Origami museum in Uruguay

Museo del Origami is a non-profit institution in the historic district of Colonia del Sacramento, Uruguay, devoted to the art of paper folding, or origami. The museum is part of Uruguay’s National System of Museums and Museographic Collections (Sistema Nacional de Museos y Colecciones Museográficas del Uruguay).

The museum presents both the history of origami and its contemporary uses in areas such as art, science, and design.

It opened in 2020 as a small, independent cultural project in Colonia’s Barrio Histórico, a colonial World Heritage Site by UNESCO.

It is one of only two origami museums in the Western Hemisphere and the only one in the Americas.

== Collection and exhibitions ==

The collection includes works by international artists (Robert J. Lang, Erik Demaine, Akira Yoshizawa, among others), along with historical documentation related to paperfolding and the use of the mathematics of folding in other fields.

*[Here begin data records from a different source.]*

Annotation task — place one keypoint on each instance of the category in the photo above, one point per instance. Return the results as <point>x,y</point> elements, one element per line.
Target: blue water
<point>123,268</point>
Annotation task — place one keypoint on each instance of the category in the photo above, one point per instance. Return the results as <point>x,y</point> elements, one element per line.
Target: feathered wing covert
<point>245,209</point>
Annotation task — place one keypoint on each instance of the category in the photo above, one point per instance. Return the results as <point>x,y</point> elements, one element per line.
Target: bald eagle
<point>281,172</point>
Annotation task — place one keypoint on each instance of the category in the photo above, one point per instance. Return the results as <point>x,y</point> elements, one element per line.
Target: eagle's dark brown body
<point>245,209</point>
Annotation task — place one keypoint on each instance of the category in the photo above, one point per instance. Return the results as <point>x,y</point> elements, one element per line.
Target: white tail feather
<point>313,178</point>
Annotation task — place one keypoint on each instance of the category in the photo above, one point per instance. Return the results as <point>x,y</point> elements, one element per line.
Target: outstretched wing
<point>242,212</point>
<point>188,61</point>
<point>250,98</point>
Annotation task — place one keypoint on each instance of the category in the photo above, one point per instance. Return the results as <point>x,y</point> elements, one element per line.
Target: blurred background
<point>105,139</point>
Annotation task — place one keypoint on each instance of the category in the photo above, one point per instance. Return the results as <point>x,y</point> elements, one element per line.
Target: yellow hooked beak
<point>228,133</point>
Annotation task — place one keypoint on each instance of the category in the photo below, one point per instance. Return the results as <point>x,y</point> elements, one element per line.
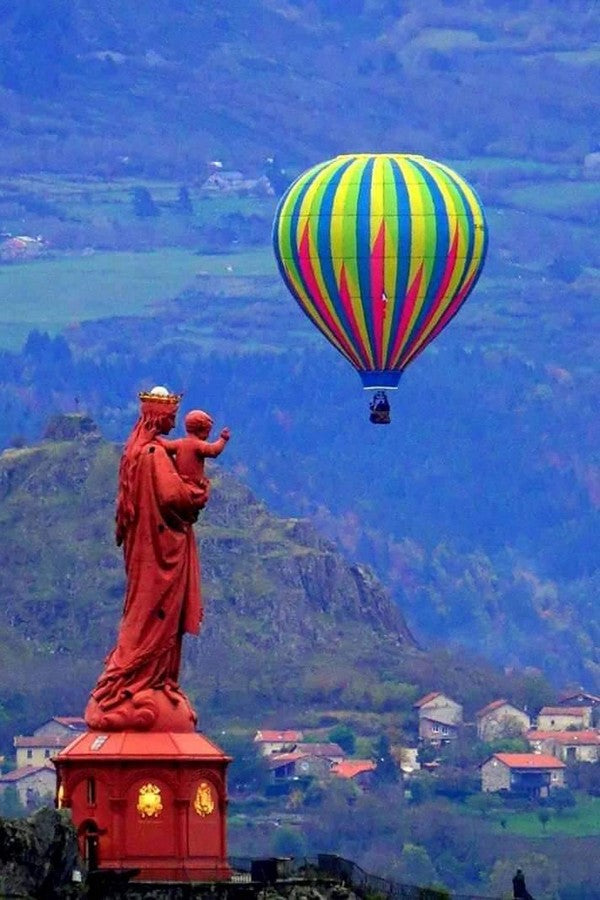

Exhibitions range from a permanent section on the history of origami to changing displays that explore current practices and applications.

== Activities ==

In addition to its exhibitions, the museum offers workshops and other public programs intended for a broad audience.

The museum has also been featured in Uruguayan television, including a segment on the program Buen Día broadcast by Canal 4.